Youth groups setting up barricades in the predominantly Muslim area of Ungwarimi, Kaduna. Image by Bénédicte Kurzen. Nigeria, 2011.

At a rudimentary television studio in the religiously segregated Nigerian city of Kaduna, peace activists James Wuye, a Christian pastor, and Muhammed Ashafa, a Muslim imam, are on the air for their weekly live broadcast designed to build bridges. Today’s show is all about tough love.

“How can a neighbour go to a neighbour’s house and set fire because one man was elected and another wasn’t. Shame on you, Nigeria! Shame on you, youth! Shame on you, certain religious leaders! Shame on you, politicians! God is angry with Nigeria!” said Mr Wuye, the pastor.

Nearly a month of polls in Nigeria come to an end on Thursday with two delayed governors’ elections. International and domestic observers have for the most part given the elections their stamp of approval, lauding them as the most free and transparent in the chequered history of the country’s young democracy.

But despite technical progress, Africa’s most populous nation has failed to shake off a long legacy of political and sectarian violence. Amid a freshly exposed rift between its Muslim-dominated north and Christian south, the nation must once again learn to live together.

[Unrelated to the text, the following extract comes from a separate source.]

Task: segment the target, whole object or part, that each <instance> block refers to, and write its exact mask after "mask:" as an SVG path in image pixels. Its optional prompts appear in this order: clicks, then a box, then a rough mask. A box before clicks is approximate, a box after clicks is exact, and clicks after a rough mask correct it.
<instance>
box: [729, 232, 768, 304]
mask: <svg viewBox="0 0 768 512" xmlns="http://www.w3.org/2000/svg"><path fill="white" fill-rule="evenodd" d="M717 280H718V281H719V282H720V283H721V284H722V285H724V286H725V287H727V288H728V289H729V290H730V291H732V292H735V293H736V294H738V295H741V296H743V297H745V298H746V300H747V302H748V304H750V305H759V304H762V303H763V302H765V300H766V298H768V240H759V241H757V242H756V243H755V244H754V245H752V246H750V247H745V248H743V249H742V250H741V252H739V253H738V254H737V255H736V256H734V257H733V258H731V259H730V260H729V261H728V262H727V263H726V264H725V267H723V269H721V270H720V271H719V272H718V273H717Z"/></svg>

A few hours south of Kaduna in the heart of the country’s religiously mixed Middle Belt region, the streets of Zonkwa look like a war zone. House after house has been gutted by fire. Rubble and glass litter the streets. Toppled power lines lie on a row of burnt-out cars. Smoke still rises from smouldering grain stocks in a looted shop a full week after they were set alight.

As the town’s Christian residents wander through to survey the damage,
43-year-old Idriss Musa and a neighbour, both Muslims, have returned with a van to salvage what remains of their belongings.

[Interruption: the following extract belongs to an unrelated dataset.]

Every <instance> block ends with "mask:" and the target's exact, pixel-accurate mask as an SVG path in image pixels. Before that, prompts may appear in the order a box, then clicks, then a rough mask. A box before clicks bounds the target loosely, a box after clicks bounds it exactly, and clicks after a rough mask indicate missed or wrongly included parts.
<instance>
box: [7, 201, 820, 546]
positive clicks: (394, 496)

“I lost seven brothers. You see this blood over here,” he says, pointing towards a blackened stain now covered in flies. “That’s where they killed one of them.”

In an inauspicious start to polls that cost a record 100bn naira ($647m), legislative elections initially scheduled for April 2 were delayed a week because of logistics failures, then tainted in the north by bombings and attacks by gunmen.

But the real trouble began shortly after April 16’s presidential vote, which pitted President Goodluck Jonathan, a southern Christian, against a Muslim challenger from the north.

Mr Jonathan won the polls. But before the result had even been announced, opposition militants rioted, attacking suspected ruling party supporters and then Christians in general. More than 100 died in Kaduna alone and Christians were targeted in several other cities in the north.

The killings in Zonkwa were part of a wave of reprisal attacks against Muslims that erupted soon afterwards in towns across the Christian-dominated southern half of Kaduna state. Muslims buried more than 300 victims in mass graves last week in the town, the hardest hit by the violence. The authorities have decided not to retrieve dozens more dumped in municipal wells. Similar scenes played out in other nearby towns and villages.

For many in the north and the south who worry the polls will do little to solve the problems of poor education, unemployment and high-level corruption underlying the violence, Nigeria’s grand election success has left a bitter taste.

“Elections? I don’t have that interest. If they kill us, if they kill our religious leaders, it’s not worth it,” says Mr Musa.

Back in the studio in Kaduna, the station manager has decided to cancel the call-in portion of the programme. Tempers are still too high and he does not want to risk sparking more killings. But Mr Ashafa strikes a more positive note.

“For the future of this country I am still optimistic that we will have a strong nation. We are just going through the learning process. I see today a vulnerable nation, but I don’t see a divided nation,” said the imam.